The question to be asked is whether your coding language contains non-essential ...

corey_moncure · on Nov 12, 2019

I just recently learned that the ordering of fields in your GROUP BY clause has meaningful consequences for the output and can differ from what's in your top SELECT. Try it with something like SQL Server's `FOR JSON AUTO` and you'll immediately see why `GROUP BY` demands the explicit order from you.

dspillett · on Nov 12, 2019

This is the case for the older equivalent syntax for XML also. Though it isn't quite SQL Server automatically doing anything, i.e. automatically extended the GROUP BY clause as needed. It is simply a short-hand for "use your standard heuristic to guess my schema instead of me giving it to you" and you explicitly tell it you want that heuristic to be followed, it isn't just deciding to because the other things you've told it are ambiguous. Also note that it has not always been version safe: I had trouble between SQL 2005 and 2008 with the way some FOR XML AUTO queries were interpreted having changed.

Maybe a similar syntax, "GROUP BY AUTO", could be useful, but I suspect it would quickly become a code smell - some people would slap "AUTO" in when they get an error in much the same way they slap "DISTINCT" in to fix an accidental cartesian product without actually thinking about the problem.

As irritating as having to list many columns in the GROUP cause of a statement with a wide output, I like that it has to be explicit: if I have the column lists wrong I've made an error and I don't want SQL Server to guess how to fix that error. Perhaps instead of missing a column in the grouping list I've instead messed up in the projection clause. And if the statement is getting inconvenient enough that the grouping clause is a significant irritation, perhaps it needs to be refactored more generally.

One further thing to note is that some DBs do automagically decide what to do when columns are neither in an aggregate or the grouping list: mySQL for instance will just return an arbitrary value from those that exist in the current group for such columns (IIRC the first value hit as the data is read). This leads to situations where the query seems to work fine until something changes in either the data balance or the available indexes (or some change is made to the query itself) that makes the processing happen a different way around so a different arbitrary value starts to get selected for the same group in the same query.

corey_moncure · on Nov 12, 2019

>This leads to situations where the query seems to work fine until something changes in either the data balance or the available indexes (or some change is made to the query itself) that makes the processing happen a different way around so a different arbitrary value starts to get selected for the same group in the same query.

That's a great point

paulddraper · on Nov 12, 2019

FOR JSON AUTO is a non-standard SQL extension.

And as the name suggests its somewhat magic/implicit in its behavior.

No ANSI SQL result is altered by changing the order of GROUP BY.

jimktrains2 · on Nov 12, 2019

> IMO, in an aggregated query, SQL ought to implicitly add all non-aggregated fields to the GROUP BY

I have literally never, ever wanted this.
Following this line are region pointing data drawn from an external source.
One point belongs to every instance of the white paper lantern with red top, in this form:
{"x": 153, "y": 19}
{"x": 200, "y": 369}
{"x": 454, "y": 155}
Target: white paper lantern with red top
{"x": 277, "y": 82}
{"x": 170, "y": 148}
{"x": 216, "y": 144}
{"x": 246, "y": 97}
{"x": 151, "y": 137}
Why in the world would you group by any field not appearing in an aggregate?

Also, the group by can specify cubes and rollups, more over you may not want to group by any field, but rather an expression.

paulddraper · on Nov 12, 2019

You virtually always want this.

   SELECT count(*), favorite_color, favorite_song
   FROM person
   GROUP BY ...

The "..." is of course favorite_color, favorite_song.

Whether you want this or not, ANSI SQL requires that you group by at least these.

You could group by more more fields, such as favorite_pet, though that would be somewhat odd since you are did not include it in the result set.

jimktrains2 · on Nov 12, 2019

Ah, you meant in the select, not the table. I guess I'm just much more in favour of being explicit, but I can understand the usefulness of what you said now that I fully understand it.

sanderjd · on Nov 12, 2019

This would definitely lead to me being very confused when things I'm selecting that I thought were aggregates were actually being implicitly grouped, or when one thing I'm selecting that I didn't realize is an aggregation results in grouping by all the other fields. There is no way for the query engine to know which direction I made a mistake in, so it just tells me something is wrong and let's me figure out how to fix it. Failing fast is much better than trying to guess at what I'm trying to do.

paulddraper · on Nov 12, 2019

To summarize: "Writing things twice allows you to know where you went wrong and correct it."

That's true.

I still prefer DRY, but I can appreciate the WET perspective.

sanderjd · on Nov 13, 2019

Your summary is wrong. When you write "select field" you are saying which field to return from the query. When you write "group by field", you are saying that you want the query to group by that field when generating query results. You are not writing anything twice, you are writing two different things.

paulddraper · on Nov 13, 2019

When I write "select field" I am saying which field I want to return from the query and which field I want to group by. There's no difference. And the DBMS enforces that there is no difference. *

* Except for the special case when it's non-aggregated and I want duplicate rows in the result set. SQL allowing duplicate rows is a departure from the underlying relational paradigm.

jeltz · on Nov 12, 2019

The reason it needs to be explicit is to prevent mistakes, which is why it is a good thing that most databases try to infer which columns are functionally dependent on the GROUP BY columns so that you can skip them for the GROUP BY clause.